Public Strain (out now in Europe, coming September 28th to North America via Jagjaguwar and Flemish Eye) is a record that taps into the low-end-heavy sound the band has developed as a live unit, paying homage to their myriad influences while still sounding only like themselves.
The record starts off with a feedback piece that sounds somewhere between a Godzilla scream and an orchestra tuning up, the only semblance of melody in opener “Can’t You See” being the dubby bassline and Patrick Flegel’s bleating vocals. From the outset, the quartet draws the line in the sand, jumping right into the punchy “Heat Distraction”, a blizzard of guitars unfolding into lockstep rhythm in 5/4 time. Staying true to their prodigious ability to try virtually any style of music while still sounding like themselves, “Narrow with the Hall” comes next, a jangly garage tune not entirely unlike “Black Rice” aside from the fact that the former is buried in enough layers of White Light/White Heat-style noise to give John Cale a boner. The Velvets make the easiest line to trace between Women and the past, with the noise being coupled by the alluring fret work of penultimate track and melancholy stunner “Venice Lockjaw”, which earns the distinction of being a distant relative of beloved Pavement b-side “Strings of Nashville” (a song with a very protracted Velvet Underground influence).

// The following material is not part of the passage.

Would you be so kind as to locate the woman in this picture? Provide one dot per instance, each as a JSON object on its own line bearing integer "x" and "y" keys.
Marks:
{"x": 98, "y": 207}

On “Drag Open”, the band takes a more Sonic Youth-like approach, coupling a circular bassline with detuned guitars and charging drums, splitting apart at the seams to make way for an incinerating, exploratory guitar jam. Songs like “Drag Open” and “Locust Valley”, the song that immediately follows it, are defiant statements against the current crop of popular indie-rock bands content to ride their three chords all the way to the bank. Of course, these– nor the excellence of Public Strain in its entirety– will probably not make the band any more popular than their more simplistic peers, nor does it do anything to make Women more accessible or knowable. But something tells me they wouldn’t want it any other way. And neither would I– listening to Women hints at a vague sense of mystery, and it suits them damn well.